Final answer:
Using proportions with a given scale factor allows us to determine the actual lengths and widths from scaled dimensions of a rectangle, and it is possible for a rectangle to have a length to width ratio of 4:7.
Step-by-step explanation:
The question asks us to determine if it is possible for a rectangle to have the ratio of its length to its width as 4:7. We can verify this ratio by using proportions. For example, assuming we are given a scale factor, we can compare the scaled dimensions to the actual dimensions. For instance, if we have a scale factor of 1:10, and a scaled length of 14 units, then the proportion for length would be Length-scale/actual = 14/1 = 1/10. Similarly, if we know the scaled width, we could set up a proportion for width using the same scale factor. If the scale dimension is 4, and we are looking to find the actual dimension using the scale factor 1:4, we can set up a proportion as follows: 1:2 = 4:x, where x represents the unknown actual dimension.

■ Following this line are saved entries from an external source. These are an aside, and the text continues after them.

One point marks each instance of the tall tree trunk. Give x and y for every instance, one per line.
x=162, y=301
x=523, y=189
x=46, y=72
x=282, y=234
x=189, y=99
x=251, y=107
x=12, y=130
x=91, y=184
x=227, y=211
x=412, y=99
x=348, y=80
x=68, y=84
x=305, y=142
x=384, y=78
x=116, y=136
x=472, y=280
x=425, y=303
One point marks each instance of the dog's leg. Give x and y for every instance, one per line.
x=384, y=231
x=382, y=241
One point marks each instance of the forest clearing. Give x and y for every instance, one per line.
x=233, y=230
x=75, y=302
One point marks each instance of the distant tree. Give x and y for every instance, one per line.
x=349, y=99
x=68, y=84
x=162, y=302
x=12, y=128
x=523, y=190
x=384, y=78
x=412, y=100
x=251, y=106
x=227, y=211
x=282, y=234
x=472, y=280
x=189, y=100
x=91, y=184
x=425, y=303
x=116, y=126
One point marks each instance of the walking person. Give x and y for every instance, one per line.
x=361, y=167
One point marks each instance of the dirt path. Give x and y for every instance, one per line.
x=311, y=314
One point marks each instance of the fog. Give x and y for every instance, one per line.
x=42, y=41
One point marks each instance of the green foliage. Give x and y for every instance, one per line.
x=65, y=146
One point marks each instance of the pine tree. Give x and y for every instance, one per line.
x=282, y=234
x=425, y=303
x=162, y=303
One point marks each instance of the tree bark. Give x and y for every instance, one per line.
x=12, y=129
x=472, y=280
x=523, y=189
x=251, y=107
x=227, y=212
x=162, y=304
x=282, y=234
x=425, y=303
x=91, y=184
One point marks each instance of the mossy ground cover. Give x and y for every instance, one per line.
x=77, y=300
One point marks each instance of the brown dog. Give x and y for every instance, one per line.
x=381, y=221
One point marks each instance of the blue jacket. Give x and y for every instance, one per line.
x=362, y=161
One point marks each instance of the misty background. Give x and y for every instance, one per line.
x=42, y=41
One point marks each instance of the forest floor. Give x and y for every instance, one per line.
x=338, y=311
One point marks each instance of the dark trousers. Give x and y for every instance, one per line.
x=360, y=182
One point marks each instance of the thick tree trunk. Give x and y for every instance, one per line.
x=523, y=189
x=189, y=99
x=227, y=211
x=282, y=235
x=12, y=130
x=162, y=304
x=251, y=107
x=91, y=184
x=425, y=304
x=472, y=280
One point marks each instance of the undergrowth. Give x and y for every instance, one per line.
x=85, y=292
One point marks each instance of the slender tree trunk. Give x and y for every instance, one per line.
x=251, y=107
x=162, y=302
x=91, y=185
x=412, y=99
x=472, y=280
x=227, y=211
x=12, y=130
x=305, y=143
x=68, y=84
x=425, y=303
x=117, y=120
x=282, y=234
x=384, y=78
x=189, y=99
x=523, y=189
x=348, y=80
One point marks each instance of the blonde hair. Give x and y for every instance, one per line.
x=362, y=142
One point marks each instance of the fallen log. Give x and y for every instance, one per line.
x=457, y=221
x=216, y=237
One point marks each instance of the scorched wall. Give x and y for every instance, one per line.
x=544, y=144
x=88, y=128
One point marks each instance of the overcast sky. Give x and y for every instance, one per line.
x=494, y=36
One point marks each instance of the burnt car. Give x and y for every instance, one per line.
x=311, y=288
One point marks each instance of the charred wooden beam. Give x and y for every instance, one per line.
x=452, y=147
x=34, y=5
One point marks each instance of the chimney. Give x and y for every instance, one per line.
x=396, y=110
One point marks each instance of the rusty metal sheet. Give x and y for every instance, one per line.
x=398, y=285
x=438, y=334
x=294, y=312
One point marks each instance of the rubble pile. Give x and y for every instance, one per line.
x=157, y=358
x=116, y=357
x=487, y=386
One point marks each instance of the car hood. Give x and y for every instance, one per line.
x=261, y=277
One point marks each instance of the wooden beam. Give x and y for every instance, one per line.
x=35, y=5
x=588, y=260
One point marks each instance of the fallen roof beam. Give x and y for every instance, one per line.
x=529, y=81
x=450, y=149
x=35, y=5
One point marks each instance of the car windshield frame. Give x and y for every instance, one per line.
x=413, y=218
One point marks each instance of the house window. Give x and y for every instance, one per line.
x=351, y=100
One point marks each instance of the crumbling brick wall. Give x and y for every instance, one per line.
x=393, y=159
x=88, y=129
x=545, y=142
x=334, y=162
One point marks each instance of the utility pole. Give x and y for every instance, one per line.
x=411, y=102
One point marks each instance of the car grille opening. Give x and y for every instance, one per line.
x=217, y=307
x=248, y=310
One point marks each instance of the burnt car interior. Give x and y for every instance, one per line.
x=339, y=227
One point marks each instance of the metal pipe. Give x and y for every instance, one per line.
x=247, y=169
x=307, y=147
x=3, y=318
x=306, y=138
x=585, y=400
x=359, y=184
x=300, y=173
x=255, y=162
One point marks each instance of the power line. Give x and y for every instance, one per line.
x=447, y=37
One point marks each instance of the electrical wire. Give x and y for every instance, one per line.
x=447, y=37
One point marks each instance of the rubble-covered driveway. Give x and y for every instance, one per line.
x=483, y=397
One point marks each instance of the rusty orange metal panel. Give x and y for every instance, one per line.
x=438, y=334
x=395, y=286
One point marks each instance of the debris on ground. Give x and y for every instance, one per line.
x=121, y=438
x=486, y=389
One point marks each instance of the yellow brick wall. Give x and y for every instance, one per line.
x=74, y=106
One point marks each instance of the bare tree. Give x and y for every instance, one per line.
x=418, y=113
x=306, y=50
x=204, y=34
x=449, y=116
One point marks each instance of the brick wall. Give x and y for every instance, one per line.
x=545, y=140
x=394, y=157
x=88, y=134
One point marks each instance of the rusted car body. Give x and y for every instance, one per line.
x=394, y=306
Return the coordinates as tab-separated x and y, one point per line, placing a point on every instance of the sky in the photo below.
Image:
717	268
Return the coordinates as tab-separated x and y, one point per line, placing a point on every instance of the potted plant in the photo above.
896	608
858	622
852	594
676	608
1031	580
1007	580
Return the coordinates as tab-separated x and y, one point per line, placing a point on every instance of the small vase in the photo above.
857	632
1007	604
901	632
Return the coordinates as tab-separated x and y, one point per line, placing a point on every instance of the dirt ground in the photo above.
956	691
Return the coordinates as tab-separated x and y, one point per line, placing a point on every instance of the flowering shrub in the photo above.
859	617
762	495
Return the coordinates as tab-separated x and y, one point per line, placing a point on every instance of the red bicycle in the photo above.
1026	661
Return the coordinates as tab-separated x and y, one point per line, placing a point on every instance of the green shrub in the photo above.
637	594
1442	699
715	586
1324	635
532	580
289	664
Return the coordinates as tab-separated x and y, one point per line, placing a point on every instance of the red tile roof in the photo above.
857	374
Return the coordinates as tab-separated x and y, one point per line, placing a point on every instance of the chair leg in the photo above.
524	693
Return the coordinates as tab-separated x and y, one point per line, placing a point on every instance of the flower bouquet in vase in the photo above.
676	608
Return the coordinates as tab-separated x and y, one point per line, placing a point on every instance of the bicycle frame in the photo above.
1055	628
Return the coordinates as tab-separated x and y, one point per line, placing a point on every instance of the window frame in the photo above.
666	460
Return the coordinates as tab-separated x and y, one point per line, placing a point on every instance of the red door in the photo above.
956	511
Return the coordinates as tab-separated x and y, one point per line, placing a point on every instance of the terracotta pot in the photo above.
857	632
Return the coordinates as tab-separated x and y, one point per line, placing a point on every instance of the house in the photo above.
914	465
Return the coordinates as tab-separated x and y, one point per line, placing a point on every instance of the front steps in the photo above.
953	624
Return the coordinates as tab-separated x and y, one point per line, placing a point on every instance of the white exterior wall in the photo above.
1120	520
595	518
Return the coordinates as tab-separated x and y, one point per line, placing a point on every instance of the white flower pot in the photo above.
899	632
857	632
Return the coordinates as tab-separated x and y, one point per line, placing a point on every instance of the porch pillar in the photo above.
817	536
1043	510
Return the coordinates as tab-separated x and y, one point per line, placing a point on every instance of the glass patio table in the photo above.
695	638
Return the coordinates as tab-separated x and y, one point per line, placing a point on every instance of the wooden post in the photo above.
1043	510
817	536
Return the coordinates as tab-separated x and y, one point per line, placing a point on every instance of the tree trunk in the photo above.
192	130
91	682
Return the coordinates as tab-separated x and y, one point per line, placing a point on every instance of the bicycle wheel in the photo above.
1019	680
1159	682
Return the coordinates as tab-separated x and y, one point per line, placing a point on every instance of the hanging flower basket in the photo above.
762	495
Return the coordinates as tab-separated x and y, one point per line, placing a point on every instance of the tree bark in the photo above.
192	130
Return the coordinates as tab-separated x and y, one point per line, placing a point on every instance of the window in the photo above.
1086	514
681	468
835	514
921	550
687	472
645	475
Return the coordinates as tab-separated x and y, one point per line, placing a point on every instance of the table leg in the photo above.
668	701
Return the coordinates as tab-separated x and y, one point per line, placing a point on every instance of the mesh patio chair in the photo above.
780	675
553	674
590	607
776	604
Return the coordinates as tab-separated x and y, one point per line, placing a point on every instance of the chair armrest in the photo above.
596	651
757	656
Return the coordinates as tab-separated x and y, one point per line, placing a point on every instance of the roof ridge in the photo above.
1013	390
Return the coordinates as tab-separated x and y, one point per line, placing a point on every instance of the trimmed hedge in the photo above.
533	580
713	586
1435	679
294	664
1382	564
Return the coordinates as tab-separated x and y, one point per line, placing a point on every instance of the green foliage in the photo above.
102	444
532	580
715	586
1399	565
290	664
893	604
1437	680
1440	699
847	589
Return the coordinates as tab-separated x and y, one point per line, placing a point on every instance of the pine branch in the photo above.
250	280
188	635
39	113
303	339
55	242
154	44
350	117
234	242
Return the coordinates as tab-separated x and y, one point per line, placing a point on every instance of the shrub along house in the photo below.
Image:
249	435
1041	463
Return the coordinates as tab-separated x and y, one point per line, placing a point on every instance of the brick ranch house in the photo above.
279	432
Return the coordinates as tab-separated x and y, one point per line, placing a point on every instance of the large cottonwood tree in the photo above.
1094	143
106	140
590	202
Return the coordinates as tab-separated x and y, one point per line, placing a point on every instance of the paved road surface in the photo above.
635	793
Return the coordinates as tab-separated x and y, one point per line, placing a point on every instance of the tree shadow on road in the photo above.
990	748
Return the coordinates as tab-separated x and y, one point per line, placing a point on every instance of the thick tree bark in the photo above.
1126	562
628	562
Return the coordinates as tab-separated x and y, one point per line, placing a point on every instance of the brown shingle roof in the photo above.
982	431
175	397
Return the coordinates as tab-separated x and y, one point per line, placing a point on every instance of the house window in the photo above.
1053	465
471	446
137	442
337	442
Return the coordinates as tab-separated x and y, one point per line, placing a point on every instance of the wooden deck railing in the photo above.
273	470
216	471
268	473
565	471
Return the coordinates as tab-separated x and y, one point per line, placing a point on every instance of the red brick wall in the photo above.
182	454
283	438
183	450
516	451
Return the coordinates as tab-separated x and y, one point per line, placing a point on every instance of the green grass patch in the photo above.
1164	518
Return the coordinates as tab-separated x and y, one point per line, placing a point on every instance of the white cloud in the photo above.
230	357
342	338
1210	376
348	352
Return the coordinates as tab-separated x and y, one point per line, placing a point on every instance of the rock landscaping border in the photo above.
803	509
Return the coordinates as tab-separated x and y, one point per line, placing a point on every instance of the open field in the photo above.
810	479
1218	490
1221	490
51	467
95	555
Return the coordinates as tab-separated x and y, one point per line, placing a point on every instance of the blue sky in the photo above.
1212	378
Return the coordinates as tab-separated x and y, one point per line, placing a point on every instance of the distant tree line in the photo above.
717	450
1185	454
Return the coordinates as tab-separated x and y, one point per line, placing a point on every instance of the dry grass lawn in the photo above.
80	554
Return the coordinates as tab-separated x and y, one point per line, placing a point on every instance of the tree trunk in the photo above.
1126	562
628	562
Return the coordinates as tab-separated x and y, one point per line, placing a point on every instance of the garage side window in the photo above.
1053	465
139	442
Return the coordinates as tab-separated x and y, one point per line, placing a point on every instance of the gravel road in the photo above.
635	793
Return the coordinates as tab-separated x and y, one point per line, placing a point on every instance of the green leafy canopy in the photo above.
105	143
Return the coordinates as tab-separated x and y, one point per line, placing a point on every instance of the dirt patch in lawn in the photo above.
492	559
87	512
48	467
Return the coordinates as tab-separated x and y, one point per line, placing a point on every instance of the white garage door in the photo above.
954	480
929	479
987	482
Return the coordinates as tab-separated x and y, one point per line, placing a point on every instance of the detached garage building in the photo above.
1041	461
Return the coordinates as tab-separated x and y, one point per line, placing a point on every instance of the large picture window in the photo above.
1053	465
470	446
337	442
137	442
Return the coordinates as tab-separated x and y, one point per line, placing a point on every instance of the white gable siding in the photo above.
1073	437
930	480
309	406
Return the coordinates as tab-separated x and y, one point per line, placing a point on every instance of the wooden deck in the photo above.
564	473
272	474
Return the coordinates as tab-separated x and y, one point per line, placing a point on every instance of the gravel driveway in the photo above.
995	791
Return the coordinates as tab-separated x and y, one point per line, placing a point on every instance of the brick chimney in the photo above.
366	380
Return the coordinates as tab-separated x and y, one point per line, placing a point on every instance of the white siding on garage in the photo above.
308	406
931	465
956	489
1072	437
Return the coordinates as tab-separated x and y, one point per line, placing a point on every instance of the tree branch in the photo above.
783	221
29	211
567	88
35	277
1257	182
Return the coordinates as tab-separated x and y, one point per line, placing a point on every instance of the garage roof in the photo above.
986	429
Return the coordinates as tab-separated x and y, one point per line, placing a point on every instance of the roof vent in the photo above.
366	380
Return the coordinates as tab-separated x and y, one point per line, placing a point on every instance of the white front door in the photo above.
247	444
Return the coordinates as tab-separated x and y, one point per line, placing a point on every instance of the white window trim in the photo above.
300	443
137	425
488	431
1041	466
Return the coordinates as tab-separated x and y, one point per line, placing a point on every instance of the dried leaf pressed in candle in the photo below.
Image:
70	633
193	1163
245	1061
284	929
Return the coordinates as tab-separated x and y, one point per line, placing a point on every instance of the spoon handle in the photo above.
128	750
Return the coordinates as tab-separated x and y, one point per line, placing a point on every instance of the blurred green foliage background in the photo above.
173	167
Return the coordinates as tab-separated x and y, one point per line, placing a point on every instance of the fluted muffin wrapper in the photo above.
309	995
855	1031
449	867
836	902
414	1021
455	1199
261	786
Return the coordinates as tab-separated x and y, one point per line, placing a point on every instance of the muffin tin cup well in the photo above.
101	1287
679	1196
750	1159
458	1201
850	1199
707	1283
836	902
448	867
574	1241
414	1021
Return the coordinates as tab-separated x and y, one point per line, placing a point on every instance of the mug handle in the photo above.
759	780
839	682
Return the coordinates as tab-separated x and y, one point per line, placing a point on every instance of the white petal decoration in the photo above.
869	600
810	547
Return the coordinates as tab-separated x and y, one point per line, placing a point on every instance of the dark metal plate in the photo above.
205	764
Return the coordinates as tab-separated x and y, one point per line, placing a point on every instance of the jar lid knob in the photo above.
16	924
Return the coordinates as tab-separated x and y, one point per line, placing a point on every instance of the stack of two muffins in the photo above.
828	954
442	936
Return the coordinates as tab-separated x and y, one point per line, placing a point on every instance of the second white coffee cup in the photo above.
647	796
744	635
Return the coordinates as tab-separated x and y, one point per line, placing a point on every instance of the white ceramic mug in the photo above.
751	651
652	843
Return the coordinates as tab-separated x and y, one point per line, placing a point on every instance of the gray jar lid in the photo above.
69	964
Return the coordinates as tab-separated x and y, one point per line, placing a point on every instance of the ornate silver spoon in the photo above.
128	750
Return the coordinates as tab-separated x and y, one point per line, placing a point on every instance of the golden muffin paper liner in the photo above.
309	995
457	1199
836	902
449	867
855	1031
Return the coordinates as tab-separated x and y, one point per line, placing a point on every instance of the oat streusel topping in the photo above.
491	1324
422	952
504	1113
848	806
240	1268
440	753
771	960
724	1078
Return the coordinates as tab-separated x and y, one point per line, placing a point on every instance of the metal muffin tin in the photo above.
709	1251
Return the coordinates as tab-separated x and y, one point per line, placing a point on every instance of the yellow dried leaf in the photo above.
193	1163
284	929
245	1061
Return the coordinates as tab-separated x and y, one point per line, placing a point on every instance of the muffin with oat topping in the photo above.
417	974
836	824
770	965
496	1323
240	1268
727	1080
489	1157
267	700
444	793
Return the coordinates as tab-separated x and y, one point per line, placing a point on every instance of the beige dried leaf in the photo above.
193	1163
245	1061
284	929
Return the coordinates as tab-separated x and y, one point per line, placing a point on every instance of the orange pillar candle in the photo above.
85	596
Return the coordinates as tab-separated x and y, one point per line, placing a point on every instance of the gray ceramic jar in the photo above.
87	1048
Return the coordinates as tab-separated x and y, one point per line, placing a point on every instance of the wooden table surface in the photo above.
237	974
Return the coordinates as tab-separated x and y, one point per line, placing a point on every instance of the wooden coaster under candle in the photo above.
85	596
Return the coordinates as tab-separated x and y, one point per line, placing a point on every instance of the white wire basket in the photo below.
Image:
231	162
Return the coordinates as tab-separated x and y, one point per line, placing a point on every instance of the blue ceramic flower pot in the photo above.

In relation to the provided information, if a scaled length is given, and the actual length is unknown, one can form a proportion such as Length-scale/actual = 8/w. By solving this proportion, we can find the actual length of a rectangle when its scale length is known. For width, the proportion would be Width-scale/actual = 4/1, which can also be solved to find the actual width. These examples illustrate how we use scale factors and proportions to determine actual lengths and widths from scaled dimensions.
Lastly, the statement regarding the application of the Pythagorean theorem is True. The Pythagorean theorem can indeed be used to calculate the length of the resultant vector when two vectors at right angles to each other are added.